The future of ASEAN-China engagement and the impact on energy investments
Against the backdrop of a slowing Chinese economy and evolving political relationships between China and Southeast Asian countries, panellists at the ASEAN-China Energy Security and Connectivity roundtable at SIEW 2016 explored how China’s One Belt One Road (OBOR) initiative could contribute to future developments in - and increase engagement with – Southeast Asia...
By Lionel Choo
Against the backdrop of a slowing Chinese economy and evolving political relationships between China and Southeast Asian countries, panellists at the ASEAN-China Energy Security and Connectivity roundtable at SIEW 2016 explored how China’s One Belt One Road (OBOR) initiative could contribute to future developments in - and increase engagement with – Southeast Asia.

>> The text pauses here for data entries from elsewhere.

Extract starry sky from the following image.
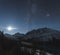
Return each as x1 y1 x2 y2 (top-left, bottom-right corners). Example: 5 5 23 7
0 0 60 34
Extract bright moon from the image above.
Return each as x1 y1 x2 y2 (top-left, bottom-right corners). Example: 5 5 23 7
6 26 16 31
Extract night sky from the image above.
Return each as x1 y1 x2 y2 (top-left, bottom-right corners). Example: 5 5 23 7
0 0 60 34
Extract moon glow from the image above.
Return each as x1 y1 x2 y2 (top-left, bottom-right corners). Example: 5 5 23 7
6 26 16 31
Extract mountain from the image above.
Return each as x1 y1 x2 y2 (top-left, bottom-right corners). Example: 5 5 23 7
13 32 24 38
24 28 60 41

Over the years, China has shifted from being the world’s largest factory, importing energy and raw materials to feed commercial and industrial production, to becoming the largest consumer market in the world. Factories are moving from China to countries such as Vietnam and Bangladesh. This is causing industrial production in China to slow down.
“The unchanging is changing”, said Dr Liu Qiang, Secretary-General of the Global Forum on Energy Security. However, China continues to maintain an interest and willingness to explore investments overseas. There lie the opportunities for Southeast Asia.
The region’s economic growth is projected at 4-6 per cent and its energy demand is expected to double in the next 25 years. As a result, these countries will need to invest heavily to modernise energy systems and increase access to energy at an affordable price.
“The IEA estimates that over the next 25 years, countries in Southeast Asia will need US$2.8 trillion in investments in energy. That is $100 billion a year,” said Dr Philip Andrews-Speed, Senior Principal Fellow at the Energy Studies Institute (ESI), National University of Singapore.
Dr Kaho Yu from the Harvard University Kennedy School identified four aspects of possible collaboration between China and Southeast Asian countries – infrastructure construction, industry integration, financing, and multilateral governance.
Nevertheless, there remain challenges on both sides. While Chinese financing instruments such as the Asian Infrastructure Investment Bank offer relatively attractive terms compared to western development banks, there is limited financial capacity. The current regulatory framework and governance structure in Southeast Asian countries are not helpful either, making it difficult for investors to get projects going.
Wrapping up the roundtable discussion, Dr Liu said that while the Chinese government and companies were willing to invest, Southeast Asian countries and local leaders were equally responsible to pave the way for these investments. What was clear was there needs to be an alignment of expectations on both sides to maximise mutual benefits.